Yeah, I'd heard of Billie Jean King, though I know a heckuva lot more about her now than I did yesterday morning, but who was Bobby Riggs?? Turns out he was the Tennis equivalent of Marty Reisman - he was a top-ranked player at the world and National level in the late 1940s/early 50s (about Reisman's prime as well), and was, like Reisman, a known hustler - always playing games for money, placing bets on games, etc. He even kinda LOOKS like Reisman (with the glasses but without the hat) and sorta sounds like Reisman (or Woody Allen). In the movie, he places that phone call to Billie Jean after being kicked out of his house over a car (you can see it there in the trailer) which he was - at least for the time being - living in (I suppose better than being forced to live in a Ford Pinto). You can apparently do such things (live in your car) in California, it doesn't get too cold (though I imagine it might get pretty hot in the car in the daytime). I love this look at the 1970s... everyone had huge heads of hair, and were driving Cutlass Supremes and Ford LTDs... and smoking.
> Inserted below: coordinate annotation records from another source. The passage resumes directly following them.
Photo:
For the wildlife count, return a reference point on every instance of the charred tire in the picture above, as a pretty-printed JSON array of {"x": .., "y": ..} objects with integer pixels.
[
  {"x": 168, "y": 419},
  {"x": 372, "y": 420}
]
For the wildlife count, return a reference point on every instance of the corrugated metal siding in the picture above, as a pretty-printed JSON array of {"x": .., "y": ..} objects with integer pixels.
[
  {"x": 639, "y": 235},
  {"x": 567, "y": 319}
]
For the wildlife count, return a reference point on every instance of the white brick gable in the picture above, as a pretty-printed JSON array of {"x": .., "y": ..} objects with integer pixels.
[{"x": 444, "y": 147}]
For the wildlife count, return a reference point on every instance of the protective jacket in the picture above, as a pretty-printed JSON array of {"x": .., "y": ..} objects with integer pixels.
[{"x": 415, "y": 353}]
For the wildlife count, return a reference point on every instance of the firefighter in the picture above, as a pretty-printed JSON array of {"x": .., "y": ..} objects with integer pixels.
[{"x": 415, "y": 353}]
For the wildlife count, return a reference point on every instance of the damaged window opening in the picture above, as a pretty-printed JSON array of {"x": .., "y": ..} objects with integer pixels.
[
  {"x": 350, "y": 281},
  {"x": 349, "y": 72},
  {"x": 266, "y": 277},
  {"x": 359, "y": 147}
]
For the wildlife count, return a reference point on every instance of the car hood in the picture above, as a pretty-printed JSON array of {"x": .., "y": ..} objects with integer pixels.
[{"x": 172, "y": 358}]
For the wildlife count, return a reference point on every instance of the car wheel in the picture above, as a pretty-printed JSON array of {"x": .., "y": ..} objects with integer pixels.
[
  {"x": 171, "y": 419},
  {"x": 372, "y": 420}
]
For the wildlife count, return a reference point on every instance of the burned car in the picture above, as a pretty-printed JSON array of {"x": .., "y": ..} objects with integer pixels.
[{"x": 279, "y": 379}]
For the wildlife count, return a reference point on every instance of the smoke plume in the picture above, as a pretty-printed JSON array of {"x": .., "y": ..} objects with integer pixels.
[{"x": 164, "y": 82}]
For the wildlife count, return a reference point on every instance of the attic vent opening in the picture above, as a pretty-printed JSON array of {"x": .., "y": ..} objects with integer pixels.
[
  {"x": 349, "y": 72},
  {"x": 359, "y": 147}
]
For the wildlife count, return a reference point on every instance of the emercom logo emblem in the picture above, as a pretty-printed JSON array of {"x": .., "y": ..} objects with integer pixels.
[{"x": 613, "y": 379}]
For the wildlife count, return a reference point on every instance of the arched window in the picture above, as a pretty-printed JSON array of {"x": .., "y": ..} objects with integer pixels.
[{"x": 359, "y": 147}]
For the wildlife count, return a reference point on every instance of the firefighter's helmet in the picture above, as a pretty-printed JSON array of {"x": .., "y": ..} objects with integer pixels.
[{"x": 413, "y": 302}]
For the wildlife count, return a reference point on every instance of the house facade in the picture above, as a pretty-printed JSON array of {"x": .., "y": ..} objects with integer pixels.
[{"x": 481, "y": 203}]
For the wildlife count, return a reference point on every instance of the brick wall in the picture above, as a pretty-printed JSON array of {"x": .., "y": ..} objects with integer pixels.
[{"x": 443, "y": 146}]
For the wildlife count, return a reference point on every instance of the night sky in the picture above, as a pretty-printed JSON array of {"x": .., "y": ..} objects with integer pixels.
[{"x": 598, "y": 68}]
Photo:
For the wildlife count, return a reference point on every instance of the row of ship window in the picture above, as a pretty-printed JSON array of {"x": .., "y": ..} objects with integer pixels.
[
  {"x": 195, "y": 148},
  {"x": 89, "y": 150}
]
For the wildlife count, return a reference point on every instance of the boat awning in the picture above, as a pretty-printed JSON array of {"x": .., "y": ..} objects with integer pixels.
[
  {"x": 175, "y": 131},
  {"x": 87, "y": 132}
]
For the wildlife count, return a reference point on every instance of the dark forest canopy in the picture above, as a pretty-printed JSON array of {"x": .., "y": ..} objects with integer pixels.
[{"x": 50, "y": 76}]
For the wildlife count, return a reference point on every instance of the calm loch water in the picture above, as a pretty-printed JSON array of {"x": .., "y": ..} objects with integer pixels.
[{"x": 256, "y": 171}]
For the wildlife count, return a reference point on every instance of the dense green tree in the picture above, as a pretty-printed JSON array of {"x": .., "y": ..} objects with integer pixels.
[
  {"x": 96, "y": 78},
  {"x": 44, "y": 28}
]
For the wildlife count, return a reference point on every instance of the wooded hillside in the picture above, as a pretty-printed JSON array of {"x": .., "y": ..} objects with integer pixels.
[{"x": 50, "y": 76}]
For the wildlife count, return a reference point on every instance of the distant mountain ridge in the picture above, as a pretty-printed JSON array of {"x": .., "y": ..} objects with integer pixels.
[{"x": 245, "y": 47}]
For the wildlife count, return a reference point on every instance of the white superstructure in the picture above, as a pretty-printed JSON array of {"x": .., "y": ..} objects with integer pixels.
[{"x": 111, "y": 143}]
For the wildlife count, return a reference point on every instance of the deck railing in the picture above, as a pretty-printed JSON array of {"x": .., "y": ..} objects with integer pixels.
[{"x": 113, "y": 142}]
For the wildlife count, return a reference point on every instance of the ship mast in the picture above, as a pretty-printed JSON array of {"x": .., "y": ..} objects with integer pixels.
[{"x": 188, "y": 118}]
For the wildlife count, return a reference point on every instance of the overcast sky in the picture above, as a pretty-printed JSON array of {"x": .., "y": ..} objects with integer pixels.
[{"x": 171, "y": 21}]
Even the guys with the short haircuts had, um, longer short haircuts. Another difference was back then you only needed to carry two or three rackets with you onto the court (do you see what Nadal brings these days..) and the rackets all seemed to be wood (none of those huge HEAD Brand rackets yet, it seems).

What blew me away was finding out that that was Emma Stone as Billie Jean King. Good grief. I've seen her in three other movies so far - that Spiderman movie, the Birdman movie and in La La Land.. and I thought I'd recognize her anywhere. Turns out I was wrong. Maybe it was the hair and glasses, but I don't think so. Just fantastic acting. Sarah Silverman's in it as well (very appropriately as Gladys Heldman, the hard-talking tough-as-nails Jewish lady who ran the pro tour the women started because the established tournaments were paying the women 1/8 of the men's prize money).

What WAS disappointing was the tennis. These days we're all used to watching Wimbledon on television, the television people have had years of experimentation with camera locations and such, so what they showed in the movie was quite disappointing. Everything looked foreshortened, all the action seemed to be taking place at half speed. None of those breathtaking fast serves that just nick the corner. I think they could have easily improved on this with better camera work and by hiring a couple of consultants from ESPN, even if the tennis doubles weren't world class players. The tactics used were as the Wikipedia page describes them, though - Riggs was a lobber (not really sure how lobbers actually manage to win tennis games, I always thought it was a defense against someone who's moved up to the net) and managed to beat Margaret Court in an earlier match, but Billie Jean adapted by staying close to the baseline and running him around. He was 56 in 1973, King was 29. That match where Riggs won the car, though... that was something to see. He had to beat someone while holding onto four dogs on leashes.

I wonder if Reisman would ever have been induced, in the 2000s, to play any of the top Chinese women from that era for a large prize. Probably, don't think it would have taken much - though, of course, there'd have been problems getting the Chinese women to do it. I don't think he'd have come close to beating them, hardbat or no hardbat.